Lucy’s curative remedy is to get involved. We know that getting involved is a positive way to use your time, but it is also a way to postpone dealing with your issues. So my Number 3 is different from Lucy’s. The curative remedy offered here is to begin to reorganize life without the deceased and reframe your situation. When a close relative died, a minister friend called and said, “Don’t think about what you don’t have, but think about what you do have.” I would change his comment to “Think about what you don’t have and then think about what you do have.” I don’t have my husband of 40 years, but I do have my children, grandchildren, extended family and friends. This idea reminds me of the old song, “If you’re worried and you can’t sleep just count your blessings instead of sheep and you’ll fall asleep counting your blessings.”

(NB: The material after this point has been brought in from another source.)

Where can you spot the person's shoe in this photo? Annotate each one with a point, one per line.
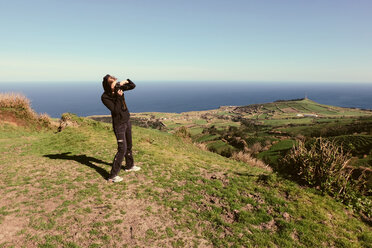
(134, 168)
(115, 179)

So let’s do what psychologists call, “Positive Reframing.” It is usually done when you have negative feelings about yourself, but we are going to reframe our situation that led to feelings of sadness. Instead of feeling sad about not having your soulmate, think about all the time you had each other and how blessed you were to have had that relationship. Another way to reframe is to think about your sadness like looking at a painting close up where you can only see a small portion of the painting, in effect, it is all sadness. Now, stand back and you can see the whole painting, which may include your children, grandchildren and even great grandchildren, not to mention other extend family and friends. When you see the whole picture, you may feel less overwhelmed by your loss. You could also identify some ways that the deceased contributed to your happiness during Christmas 2018. For example, my deceased husband influences my gift buying because I often buy people things that I know he would like, conversely I use his frugal lifestyle to help me catch myself when I am about to sail into the consumer abyss. He is in my ear saying, “Dolores, enough.” Sometimes, I listen (smile).


In summary: 1. Identify the feeling of sadness and the source of the feeling; 2. Process the feeling by writing, taping, videoing, talking to a friend/relative or talking to a professional; and 3. Use Positive Reframing with your situation. Hopefully, this little blog will help you learn some ways of “Dealing with the Holiday Blues.”


Questions:

1. What will you gain by dealing with your feelings?

2. How will you benefit by processing feelings in one of the ways named above?

3. In what ways will your life be enhanced through positive reframing?